3. All selectors choose between the proposal of the challenger and the incumbent. The incumbent is removed and replaced by the challenger if and only if the challenger receives the support of at least W members of his nominated coalition ( W c ) and the incumbent retains less than W supporters from within her coalition ( W L ).
4. Each citizen allocates his or her resources between economically productive activities and leisure: l i∈ [0,1], where l i refers to individual i ’s leisure and (1 - l i ) refers to each individual’s level of economic activity, which we refer to as labor.

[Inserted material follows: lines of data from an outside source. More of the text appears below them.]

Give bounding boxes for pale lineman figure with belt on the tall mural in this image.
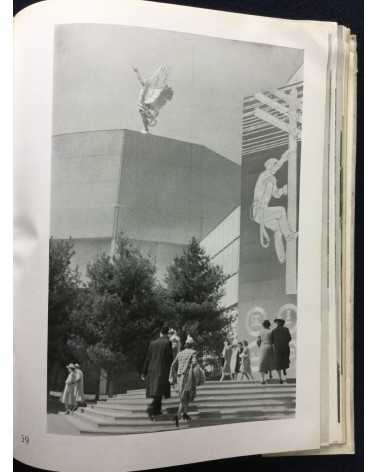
[250,151,297,264]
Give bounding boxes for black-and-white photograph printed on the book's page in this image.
[47,24,305,435]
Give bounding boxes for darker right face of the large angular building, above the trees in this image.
[118,130,240,245]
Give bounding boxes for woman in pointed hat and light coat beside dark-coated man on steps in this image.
[169,335,205,426]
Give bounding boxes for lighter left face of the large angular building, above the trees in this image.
[50,130,123,239]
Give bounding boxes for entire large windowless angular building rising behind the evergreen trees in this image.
[51,130,240,280]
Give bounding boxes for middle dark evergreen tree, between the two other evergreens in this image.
[70,235,175,376]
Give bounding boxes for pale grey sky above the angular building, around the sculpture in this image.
[53,24,303,163]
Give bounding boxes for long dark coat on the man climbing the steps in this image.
[143,336,173,398]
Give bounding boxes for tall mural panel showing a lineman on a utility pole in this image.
[238,82,303,377]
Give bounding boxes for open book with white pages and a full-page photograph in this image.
[14,0,356,472]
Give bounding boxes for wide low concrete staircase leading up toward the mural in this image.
[66,381,295,435]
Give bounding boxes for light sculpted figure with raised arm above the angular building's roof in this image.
[133,66,173,133]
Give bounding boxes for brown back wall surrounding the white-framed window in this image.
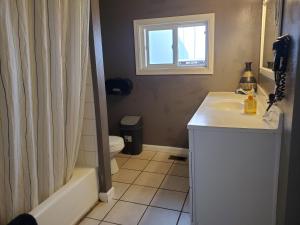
[100,0,262,147]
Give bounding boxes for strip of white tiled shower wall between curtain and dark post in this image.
[76,68,98,167]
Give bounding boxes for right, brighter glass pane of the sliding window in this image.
[178,25,207,66]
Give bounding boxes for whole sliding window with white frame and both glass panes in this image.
[134,14,214,75]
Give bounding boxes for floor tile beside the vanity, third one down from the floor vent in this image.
[150,189,186,211]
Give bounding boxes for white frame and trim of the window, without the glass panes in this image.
[133,13,215,75]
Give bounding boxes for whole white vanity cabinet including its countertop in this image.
[188,93,282,225]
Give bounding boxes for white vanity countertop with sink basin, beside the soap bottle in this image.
[188,92,282,132]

5. If the chosen leader’s policy provisions can be implemented, then they are. Otherwise a caretaker policy is implemented that gives everyone in the game a reservation payoff of v 0.By “can be implemented” we mean that revenues are sufficient to finance the proposed policies. Specifically, assuming the incumbent leader is retained, then saying that a proposed resource allocation can be implemented implies that
r L Σ i ∈ N (1 - l i ) - px L -| W L | g L = 0
Players receive payoffs, and the affinity preference ordering of the chosen leader is revealed.
In MPE, players condition their strategy on a state variable. In the current context, the state variable is the incumbent’s preference ordering over selectors—that is, the incumbent’s affinities. In addition to the standard equilibrium requirement that each player’s strategy must be utility maximizing given the strategy of the other players, the Markovian aspect of MPE insists that players condition their strategies only on the state variable—the incumbent’s ordering over selectors—and on no other aspect of the history of the game. In the MPE we characterize, this means leaders pick the selectors for whom they have the highest affinity when forming their coalitions. MPE also requires subgame perfection within a round.

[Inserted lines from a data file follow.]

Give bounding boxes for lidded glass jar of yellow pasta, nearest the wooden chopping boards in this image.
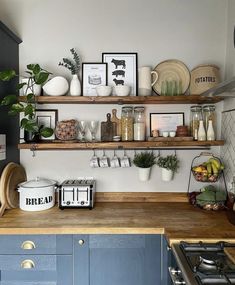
[121,106,134,141]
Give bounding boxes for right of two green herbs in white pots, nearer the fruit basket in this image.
[157,155,179,182]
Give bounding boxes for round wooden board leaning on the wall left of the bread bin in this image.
[0,162,27,209]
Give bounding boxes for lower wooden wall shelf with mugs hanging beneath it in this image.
[18,140,224,150]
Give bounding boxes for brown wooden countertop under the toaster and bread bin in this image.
[0,202,235,243]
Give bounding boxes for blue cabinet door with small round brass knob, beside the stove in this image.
[74,235,162,285]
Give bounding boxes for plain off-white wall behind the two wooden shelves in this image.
[0,0,227,192]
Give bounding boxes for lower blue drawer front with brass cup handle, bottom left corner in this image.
[0,255,73,285]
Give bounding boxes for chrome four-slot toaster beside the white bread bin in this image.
[59,178,96,210]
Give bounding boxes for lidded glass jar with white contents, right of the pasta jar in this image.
[134,106,145,141]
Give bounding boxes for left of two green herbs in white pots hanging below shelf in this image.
[133,151,156,181]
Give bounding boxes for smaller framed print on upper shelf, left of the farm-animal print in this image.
[82,62,107,96]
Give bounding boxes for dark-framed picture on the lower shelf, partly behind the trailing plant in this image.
[36,109,58,140]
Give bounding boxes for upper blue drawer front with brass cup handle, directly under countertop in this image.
[0,235,72,254]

There is an important difference between being in an incumbent’s winning coalition and being in a challenger’s first-period, transition coalition. The challenger does not know his affinity for individual supporters at the time he assembles his transition coalition. Of course this can be stated in a less stylized, more realistic way. The incumbent, who has had a greater opportunity to interact with and learn about the selectors than has the challenger, is more confident about her affinity toward selectors than the challenger since he is relatively unknown. From a modeling perspective, we sharpen this distinction by assuming a leader’s affinity ordering is unknown prior to coming to office but is fully revealed on coming to office. As we will see in chapter 7, relaxing this assumption so as to allow affinity to be learned gradually over time or to be known by both the challenger and the incumbent from the outset has important implications for the survival of leaders.